Angry but disunited

Environmental protests have been going strong in different parts of Russia in the past year or two but have yet to coalesce into a national movement.

It’s local or regional concerns, typically, that drive people outdoors to protest. When an urban park gets built over, it harms residents in the neighborhoods around it and the city as a whole. When predatory logging causes uncontrollable wildfires in the East, Siberian cities are choking on smoke. When a landfill for Moscow’s garbage is planned a thousand miles to the north, some Russians take offense at Moscow’s treating the North as its dumpster.

In Western Europe and to some degree the US, environmentalists of earlier waves and generations had focused on similar problems decades before the latest Russian protests began. To a large degree, these issues have been resolved or alleviated in Western Europe. Industrial pollution has probably receded in Russia as well in the past 30 years, thanks to cleaner production technologies and a partial deindustrialization. However, urban overbuilding has spawned new city pollution, and Chinese demand for timber has taken a toll on the trans-Baikal taiga.
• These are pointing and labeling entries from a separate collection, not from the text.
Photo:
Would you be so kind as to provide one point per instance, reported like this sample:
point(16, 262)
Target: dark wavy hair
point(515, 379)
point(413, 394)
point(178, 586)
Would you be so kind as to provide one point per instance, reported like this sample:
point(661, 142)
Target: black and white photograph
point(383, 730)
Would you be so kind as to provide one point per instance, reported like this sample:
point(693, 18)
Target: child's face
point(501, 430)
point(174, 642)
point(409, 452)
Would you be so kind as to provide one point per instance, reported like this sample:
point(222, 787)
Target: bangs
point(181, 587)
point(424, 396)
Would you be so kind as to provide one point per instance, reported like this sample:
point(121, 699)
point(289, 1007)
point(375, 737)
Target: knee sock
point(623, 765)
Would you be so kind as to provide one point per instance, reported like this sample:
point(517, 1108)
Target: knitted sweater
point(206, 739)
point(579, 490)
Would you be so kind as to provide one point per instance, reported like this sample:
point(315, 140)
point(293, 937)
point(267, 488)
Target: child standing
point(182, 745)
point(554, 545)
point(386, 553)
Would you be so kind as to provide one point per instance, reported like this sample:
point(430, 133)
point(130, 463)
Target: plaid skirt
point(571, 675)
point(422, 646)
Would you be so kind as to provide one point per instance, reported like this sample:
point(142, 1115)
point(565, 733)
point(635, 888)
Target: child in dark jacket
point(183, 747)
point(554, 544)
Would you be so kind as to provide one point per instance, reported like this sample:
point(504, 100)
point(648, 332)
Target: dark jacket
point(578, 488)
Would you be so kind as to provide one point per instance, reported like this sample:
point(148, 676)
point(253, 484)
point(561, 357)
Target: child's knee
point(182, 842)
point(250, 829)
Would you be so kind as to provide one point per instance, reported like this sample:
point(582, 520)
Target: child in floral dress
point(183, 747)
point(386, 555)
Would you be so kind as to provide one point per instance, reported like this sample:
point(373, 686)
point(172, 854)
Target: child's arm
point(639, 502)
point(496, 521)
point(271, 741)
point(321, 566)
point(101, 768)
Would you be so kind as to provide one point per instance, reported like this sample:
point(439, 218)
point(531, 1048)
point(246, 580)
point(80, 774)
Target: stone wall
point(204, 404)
The government’s designs – such the its waste treatment plans – are not necessarily wrong or disastrous by themselves. However, real-life solutions to environmental conundrums are always imperfect and leave some people worse off. The Kremlin’s and the Moscow city hall’s approach to selecting winners and losers is dictatorial and corrupt, leaving the losers without adequate compensation and a sense of betrayal and powerlessness.

Perhaps it’s the uniformity of this steamroller approach, as practiced by the Kremlin and its regional subsidiaries, that will eventually unify Russia’s diverse environmental groups.